1. LLM-as-a-Judge Bias (Affinity Bias):
   • Experimental Setup:

   A series of experiments were conducted on the MMLU-Pro benchmark. Multiple judge models evaluated free-form responses provided by candidate models, with the process paralleling standard multiple-choice (MCQ) evaluation. Similarity scores between judge and candidate models were computed using CAPA. - Findings: - A significant positive correlation was observed between the CAPA similarity score and the judgment score assigned by an LM acting as a judge. - Statistical analyses, including partial correlations and multiple regression (controlling for actual model accuracy), consistently indicated that judges assign higher scores to models which are functionally similar to themselves. - This affinity bias is analogous to the well-known human tendency where evaluators favor candidates exhibiting similar cognitive or stylistic traits.

2. Weak-to-Strong Generalization via LM Annotations:

   • Experimental Setup:

   In a weak-to-strong training paradigm, a smaller “weak” supervisor model annotates data that is then used to fine-tune a larger “strong” student model. The study examines how the functional similarity (or the complementary differences) between the supervising and student models affects performance gains. - Findings: - An inverse correlation is found between CAPA similarity and performance gain: lower similarity (indicating higher complementary knowledge) between the weak supervisor and the strong student correlates with greater improvements in the student’s accuracy. - Through a decomposition analysis on test set performance, the paper distinguishes gains gained purely from elicitation (recovering latent capabilities) versus those attributable to the transfer of complementary knowledge. - These results suggest that leveraging complementary error patterns can push the performance envelope beyond previously established ceilings.

Trends in LM Error Correlation with Increasing Capabilities

• Observation:

An important additional finding is that as LM capabilities improve, the errors they commit become more correlated. When models are binned by accuracy, higher performing groups exhibit significantly greater CAPA scores, implying that the diversity in model failures narrows with capability gains.

• Implications:
  • Increased error overlap raises concerns for AI oversight, since diversity among models is critical both for unbiased evaluation (as exemplified in the LLM-as-a-judge experiments) and for effective knowledge distillation in training.
  • The trend for correlated errors may induce risks related to common blind spots across models, potentially leading to systemic failures when relying solely on automated oversight.

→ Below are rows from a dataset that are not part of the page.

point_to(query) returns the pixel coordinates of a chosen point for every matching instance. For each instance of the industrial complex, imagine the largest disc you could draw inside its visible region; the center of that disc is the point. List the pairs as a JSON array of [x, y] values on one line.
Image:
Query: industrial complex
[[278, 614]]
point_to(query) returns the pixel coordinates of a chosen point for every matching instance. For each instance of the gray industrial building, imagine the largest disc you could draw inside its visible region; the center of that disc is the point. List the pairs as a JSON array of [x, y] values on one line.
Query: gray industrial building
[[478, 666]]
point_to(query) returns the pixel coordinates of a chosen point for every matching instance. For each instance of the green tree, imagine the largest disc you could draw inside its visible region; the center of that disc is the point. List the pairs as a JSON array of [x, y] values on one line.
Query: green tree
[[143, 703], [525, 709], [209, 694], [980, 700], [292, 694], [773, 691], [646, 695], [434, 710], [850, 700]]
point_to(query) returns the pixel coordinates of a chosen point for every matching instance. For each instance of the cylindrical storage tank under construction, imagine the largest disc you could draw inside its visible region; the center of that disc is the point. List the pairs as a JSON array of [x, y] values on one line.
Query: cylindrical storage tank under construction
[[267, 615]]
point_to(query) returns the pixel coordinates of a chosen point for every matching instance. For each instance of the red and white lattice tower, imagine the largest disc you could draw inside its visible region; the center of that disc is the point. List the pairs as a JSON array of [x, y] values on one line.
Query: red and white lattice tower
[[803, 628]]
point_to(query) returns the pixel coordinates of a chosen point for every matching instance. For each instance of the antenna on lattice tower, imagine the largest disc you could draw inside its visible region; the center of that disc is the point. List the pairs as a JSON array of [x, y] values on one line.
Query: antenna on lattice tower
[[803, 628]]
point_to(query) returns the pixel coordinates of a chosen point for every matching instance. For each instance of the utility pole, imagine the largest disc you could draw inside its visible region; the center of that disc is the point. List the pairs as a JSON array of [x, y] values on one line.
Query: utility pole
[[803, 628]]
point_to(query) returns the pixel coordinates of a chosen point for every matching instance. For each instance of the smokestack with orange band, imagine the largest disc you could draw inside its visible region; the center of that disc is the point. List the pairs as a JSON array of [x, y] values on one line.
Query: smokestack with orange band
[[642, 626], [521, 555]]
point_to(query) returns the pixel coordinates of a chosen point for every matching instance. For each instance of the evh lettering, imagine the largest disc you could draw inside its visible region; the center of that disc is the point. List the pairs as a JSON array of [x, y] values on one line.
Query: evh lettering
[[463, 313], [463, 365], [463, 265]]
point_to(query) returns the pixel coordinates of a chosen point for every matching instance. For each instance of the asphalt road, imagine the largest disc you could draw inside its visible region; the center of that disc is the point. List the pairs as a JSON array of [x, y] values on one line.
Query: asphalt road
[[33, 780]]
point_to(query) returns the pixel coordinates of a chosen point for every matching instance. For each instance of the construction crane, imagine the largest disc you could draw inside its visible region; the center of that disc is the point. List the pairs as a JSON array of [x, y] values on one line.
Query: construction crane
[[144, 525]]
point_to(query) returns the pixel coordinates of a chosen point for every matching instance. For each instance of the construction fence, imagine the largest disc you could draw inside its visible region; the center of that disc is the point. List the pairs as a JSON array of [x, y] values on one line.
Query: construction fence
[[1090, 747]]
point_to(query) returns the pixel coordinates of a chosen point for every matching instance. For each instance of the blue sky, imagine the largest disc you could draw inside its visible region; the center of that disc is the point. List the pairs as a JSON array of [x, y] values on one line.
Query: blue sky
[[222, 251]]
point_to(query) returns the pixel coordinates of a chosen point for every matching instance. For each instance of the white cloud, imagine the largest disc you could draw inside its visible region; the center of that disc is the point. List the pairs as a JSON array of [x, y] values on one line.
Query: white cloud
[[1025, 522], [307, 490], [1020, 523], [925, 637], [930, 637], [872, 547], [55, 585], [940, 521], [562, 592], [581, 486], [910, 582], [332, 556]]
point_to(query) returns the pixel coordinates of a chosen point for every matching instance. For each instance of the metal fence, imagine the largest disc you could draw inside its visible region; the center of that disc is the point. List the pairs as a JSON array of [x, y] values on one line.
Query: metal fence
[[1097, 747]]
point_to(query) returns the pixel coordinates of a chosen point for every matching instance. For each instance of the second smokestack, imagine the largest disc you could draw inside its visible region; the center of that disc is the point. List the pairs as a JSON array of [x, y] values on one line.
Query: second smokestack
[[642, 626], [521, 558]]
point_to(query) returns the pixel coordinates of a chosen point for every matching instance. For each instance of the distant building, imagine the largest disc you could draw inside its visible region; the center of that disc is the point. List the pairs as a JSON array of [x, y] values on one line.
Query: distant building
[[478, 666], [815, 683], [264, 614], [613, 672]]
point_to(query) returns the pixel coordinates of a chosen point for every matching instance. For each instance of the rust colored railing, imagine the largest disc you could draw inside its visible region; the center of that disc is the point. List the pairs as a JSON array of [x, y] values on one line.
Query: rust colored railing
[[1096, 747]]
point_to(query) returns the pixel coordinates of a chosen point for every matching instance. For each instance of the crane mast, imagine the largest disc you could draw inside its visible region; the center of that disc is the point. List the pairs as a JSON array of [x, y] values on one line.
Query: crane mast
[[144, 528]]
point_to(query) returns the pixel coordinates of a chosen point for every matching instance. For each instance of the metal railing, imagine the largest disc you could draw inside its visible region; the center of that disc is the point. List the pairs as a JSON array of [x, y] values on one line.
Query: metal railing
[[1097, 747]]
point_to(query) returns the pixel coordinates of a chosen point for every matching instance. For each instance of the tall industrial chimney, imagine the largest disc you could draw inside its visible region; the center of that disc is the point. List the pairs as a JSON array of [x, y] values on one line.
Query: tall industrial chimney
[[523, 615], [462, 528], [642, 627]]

Additional Theoretical and Empirical Insights

• Metric Comparisons:

The paper presents a detailed comparison between CAPA and other inter-rater and divergence metrics (e.g., Cohen’s kappa, Scott’s pi, KL divergence). Simulations illustrate that while traditional metrics may misestimate similarity—especially when model outputs are highly calibrated—CAPA consistently captures the nuanced variations in functional agreement.

• Extensions and Applicability:

Extensions of CAPA to multi-model comparisons, as well as adaptations for classification and exact match settings, are provided. These derivations underline the flexibility of the metric beyond MCQ-based evaluations.

• Statistical Rigor:

Rigorous statistical testing (including partial correlation, multiple regression analyses, diagnostic tests for normality and homoscedasticity) reaffirms the robustness of the reported effects of model similarity on AI oversight mechanisms, both in judging and training contexts.

Overall, the paper emphasizes that as LMs continue to scale, considering functional similarity—and its implications on both model evaluation and knowledge transfer methodologies—is increasingly critical. The CAPA metric offers a comprehensive framework for analyzing these effects, highlighting that correlated errors could undermine the independence and effectiveness of AI oversight, especially in scenarios where diverse approaches are necessary to mitigate shared systematic failures.